Уже в потемках приятели пробираются на свою прогалинку в кустах. Варится уха… А дядя Федор и кусты — все такое близкое Ване, свое…
Заря гаснет, но месяц светит так усердно, что хоть и ночь пришла, а темней не стало. Когда кончают плясать по кустам отсветы потухающего костра, ивняк становится в лунном освещении голубым. Ваня спрашивает:
— Дядя Федор, вы один живете?
— Один… А была семья…
И Федор Фомич начинает рассказ про счастливые годы, когда после гражданской войны вернулся в деревню, женился…

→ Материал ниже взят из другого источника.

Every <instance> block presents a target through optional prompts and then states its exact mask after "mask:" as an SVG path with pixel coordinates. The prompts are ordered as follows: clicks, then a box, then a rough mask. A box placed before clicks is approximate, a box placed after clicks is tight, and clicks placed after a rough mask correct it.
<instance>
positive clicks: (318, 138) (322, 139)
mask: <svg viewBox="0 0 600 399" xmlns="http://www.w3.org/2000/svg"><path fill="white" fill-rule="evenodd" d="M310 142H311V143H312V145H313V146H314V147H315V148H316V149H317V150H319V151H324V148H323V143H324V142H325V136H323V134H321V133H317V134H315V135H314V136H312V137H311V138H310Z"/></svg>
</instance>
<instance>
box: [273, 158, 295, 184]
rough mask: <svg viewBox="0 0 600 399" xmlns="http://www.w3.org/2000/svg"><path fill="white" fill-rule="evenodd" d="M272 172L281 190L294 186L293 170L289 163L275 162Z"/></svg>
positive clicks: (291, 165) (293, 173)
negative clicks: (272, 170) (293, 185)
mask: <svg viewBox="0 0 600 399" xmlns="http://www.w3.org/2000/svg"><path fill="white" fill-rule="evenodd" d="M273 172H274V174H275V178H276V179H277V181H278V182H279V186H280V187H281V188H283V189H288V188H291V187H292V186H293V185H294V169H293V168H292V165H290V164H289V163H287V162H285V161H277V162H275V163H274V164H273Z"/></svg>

— Маша моя была и хозяйка и добрая… Детей росло только двое: Катенька и Митя. Да недолго доченька пожила: на двенадцатом годочке утонула. Митя десятилетку хорошо кончил, а тут — война. И Митин год как раз к призыву угадал. Так и ушли мы вместе с ним на войну. Я после госпиталей два раза дома погостил. Маша, бывало, и поплачет, а все старалась меня подвеселить: «Не думай плохого, вернешься обязательно…»
Победу довелось праздновать в Германии. В сентябре нас, стариков, по домам распустили. Перед отправкой получил от Маши письмецо веселое: дома все в порядке, а Митю, мол, «в другую сторону послали». Понятно, на японцев, значит. А там, на Востоке, пока письмо шло, тоже победа. Так радостно на душе, что и не высказать!
Прибыл я на свою станцию: березы на солнце горят, осины, что флаги на празднике, краснеют! Ехал на попутной, на озими любовался. Спрыгнул у дома, взбежал на крыльцо — дверь на замке. Что такое? Ведь телеграмму подал… А соседка Дуня выскочила на улицу, заголосила — да так и повисла на мне. Я подумал, с радости это. Еще смеюсь: «Лужа от слез твоих будет». А она едва проговаривает: «Маша, Маша…» — «Да не томи, — говорю ей, — объясни скорей». Тут она мне и скажи: «Третьего дня схоронили…»
По лицу Федора Фомича ползут слезы, да и у Вани глаза мокрые.
— Как стоял я, так и упал. Очнулся в избе. Добрые люди внесли. Рассказали про Машу: в лесу делянку пилили, так ее деревом убило… Двое суток не ел, не пил — лежал да плакал.